Bushwacking, map and compass, GPS
First a caveat about technology, adapted from a sidebar in our course manual What would Raven see:
The downside of gadgets
Sitka anthropologist Richard Nelson remembers that when younger Inuit first began to use compasses, the elders worried. The compass, they claimed, was weakening peoples’ intimacy with their treeless northern landscape. No longer could hunters orient themselves by the concordance of subtle natural signs, such as the way snow deposits in prevailing winds. The compass was, in a sense, weakening peoples’ relationship with their environment.

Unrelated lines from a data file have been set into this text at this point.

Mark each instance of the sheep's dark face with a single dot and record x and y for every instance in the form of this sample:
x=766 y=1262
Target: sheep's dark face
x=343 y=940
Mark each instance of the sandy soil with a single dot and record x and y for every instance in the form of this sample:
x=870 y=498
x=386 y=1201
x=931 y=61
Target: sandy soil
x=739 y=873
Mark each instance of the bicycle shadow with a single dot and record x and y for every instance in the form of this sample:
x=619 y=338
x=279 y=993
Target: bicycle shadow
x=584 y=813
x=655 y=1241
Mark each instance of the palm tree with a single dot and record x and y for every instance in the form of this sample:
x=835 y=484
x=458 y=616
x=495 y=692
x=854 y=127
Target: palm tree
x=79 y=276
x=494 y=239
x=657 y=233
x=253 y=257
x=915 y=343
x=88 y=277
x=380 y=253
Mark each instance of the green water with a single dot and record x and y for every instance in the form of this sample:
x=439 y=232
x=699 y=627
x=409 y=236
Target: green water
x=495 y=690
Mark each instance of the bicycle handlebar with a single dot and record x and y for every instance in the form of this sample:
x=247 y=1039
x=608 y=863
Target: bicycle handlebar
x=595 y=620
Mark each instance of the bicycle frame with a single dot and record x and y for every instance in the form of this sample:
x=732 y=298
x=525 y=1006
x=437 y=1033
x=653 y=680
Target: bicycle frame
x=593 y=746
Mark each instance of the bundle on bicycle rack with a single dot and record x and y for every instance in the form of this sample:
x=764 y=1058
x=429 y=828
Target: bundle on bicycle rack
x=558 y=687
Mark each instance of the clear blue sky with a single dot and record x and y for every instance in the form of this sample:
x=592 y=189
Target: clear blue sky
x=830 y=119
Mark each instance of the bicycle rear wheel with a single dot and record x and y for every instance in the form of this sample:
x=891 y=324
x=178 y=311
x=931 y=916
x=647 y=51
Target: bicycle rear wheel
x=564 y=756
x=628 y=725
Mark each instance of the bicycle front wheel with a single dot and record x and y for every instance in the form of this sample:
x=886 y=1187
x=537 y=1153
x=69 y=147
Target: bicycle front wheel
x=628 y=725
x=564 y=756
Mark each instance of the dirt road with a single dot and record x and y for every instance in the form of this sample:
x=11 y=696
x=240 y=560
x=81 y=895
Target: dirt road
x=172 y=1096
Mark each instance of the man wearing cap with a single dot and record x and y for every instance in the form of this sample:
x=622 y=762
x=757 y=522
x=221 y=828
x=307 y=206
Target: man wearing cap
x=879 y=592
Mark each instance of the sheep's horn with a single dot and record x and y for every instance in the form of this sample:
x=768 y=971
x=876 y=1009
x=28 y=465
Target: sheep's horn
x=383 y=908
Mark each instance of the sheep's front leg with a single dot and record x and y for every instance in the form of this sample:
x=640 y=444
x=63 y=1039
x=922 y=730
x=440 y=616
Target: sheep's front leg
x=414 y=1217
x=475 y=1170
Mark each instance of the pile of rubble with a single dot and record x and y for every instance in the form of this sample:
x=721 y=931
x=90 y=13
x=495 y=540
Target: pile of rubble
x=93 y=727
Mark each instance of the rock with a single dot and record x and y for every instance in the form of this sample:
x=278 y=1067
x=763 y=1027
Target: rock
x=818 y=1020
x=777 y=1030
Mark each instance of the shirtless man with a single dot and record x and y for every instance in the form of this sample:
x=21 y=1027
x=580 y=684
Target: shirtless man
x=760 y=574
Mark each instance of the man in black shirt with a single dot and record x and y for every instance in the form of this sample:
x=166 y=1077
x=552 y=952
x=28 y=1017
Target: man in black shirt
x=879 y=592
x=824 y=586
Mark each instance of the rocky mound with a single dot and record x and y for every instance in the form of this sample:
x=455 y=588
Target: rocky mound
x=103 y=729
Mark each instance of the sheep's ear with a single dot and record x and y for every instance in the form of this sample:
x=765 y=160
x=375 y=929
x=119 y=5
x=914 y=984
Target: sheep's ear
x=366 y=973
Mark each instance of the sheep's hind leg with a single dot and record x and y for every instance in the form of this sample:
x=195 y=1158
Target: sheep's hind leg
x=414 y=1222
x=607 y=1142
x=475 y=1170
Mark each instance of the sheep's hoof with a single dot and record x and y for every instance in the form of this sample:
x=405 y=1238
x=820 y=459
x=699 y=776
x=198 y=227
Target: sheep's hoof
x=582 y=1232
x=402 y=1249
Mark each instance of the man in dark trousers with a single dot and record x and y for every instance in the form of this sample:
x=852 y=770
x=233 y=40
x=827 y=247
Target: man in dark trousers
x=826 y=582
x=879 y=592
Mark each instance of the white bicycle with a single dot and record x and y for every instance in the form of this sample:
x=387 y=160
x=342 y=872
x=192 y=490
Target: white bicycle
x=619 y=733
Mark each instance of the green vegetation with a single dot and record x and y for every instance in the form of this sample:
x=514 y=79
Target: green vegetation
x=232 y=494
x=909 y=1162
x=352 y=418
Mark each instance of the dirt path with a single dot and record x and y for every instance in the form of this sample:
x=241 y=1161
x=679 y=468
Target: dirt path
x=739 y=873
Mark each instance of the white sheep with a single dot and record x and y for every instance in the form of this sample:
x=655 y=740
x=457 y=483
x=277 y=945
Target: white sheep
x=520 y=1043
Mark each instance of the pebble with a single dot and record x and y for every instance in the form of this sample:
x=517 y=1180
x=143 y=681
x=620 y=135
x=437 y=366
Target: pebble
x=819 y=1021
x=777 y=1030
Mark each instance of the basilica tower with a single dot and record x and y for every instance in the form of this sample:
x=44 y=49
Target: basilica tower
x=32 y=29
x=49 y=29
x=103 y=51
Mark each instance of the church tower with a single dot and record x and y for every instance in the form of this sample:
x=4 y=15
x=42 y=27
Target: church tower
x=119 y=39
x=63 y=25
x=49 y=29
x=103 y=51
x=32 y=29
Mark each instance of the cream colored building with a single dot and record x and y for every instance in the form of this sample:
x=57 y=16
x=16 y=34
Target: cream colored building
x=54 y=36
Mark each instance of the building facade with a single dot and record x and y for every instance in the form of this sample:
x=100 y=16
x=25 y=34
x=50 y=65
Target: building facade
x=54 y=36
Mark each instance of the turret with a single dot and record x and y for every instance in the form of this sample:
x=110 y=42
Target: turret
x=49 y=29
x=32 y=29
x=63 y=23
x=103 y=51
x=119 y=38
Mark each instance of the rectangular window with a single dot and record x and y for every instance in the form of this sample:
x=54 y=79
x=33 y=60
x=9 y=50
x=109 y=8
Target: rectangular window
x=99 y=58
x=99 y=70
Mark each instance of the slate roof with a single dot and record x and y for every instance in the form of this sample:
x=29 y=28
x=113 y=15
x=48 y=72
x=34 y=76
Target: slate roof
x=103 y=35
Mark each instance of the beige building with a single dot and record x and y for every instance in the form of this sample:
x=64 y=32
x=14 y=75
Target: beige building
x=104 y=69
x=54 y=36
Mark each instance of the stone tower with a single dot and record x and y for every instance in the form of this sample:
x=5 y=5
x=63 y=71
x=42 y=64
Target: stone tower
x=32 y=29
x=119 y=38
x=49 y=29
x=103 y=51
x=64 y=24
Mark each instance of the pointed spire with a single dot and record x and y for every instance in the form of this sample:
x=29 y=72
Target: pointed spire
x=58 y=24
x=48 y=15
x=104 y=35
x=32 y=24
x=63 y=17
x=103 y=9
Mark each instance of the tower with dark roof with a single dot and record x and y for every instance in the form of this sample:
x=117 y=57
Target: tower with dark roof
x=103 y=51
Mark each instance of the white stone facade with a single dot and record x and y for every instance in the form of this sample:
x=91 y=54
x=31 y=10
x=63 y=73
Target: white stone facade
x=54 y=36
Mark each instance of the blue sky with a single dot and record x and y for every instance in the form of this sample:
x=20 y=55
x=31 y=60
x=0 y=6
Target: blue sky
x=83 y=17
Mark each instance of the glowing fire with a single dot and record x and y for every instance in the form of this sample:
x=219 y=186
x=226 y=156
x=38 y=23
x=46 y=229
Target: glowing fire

Today the compass—once ‘cutting edge’—is now increasingly left behind by outdoorspeople armed with more advanced navigational tools. As of 2015, even dedicated GPS units are being displaced, because our phones and watches “can do all that.” But does ever-advancing technology place even more buffers between the navigator and the terrain? We might bear this cautionary note in mind as we explore the use of technology in this course. Few would suggest we abandon useful tools such as compasses or GPS units. But we should remember Raven’s perspective. Do our tools sharpen or dull our perceptions?
Trails are cool. I’ve written a 72-page guidebook about them. But on page 65, I admitted:
“Juneau’s trails are wilderness training wheels. Ultimately, good hunters, gatherers, naturalists and visionaries step off the trail. Resilient cultures hire fleet-footed scouts, and humbly heed their warnings.”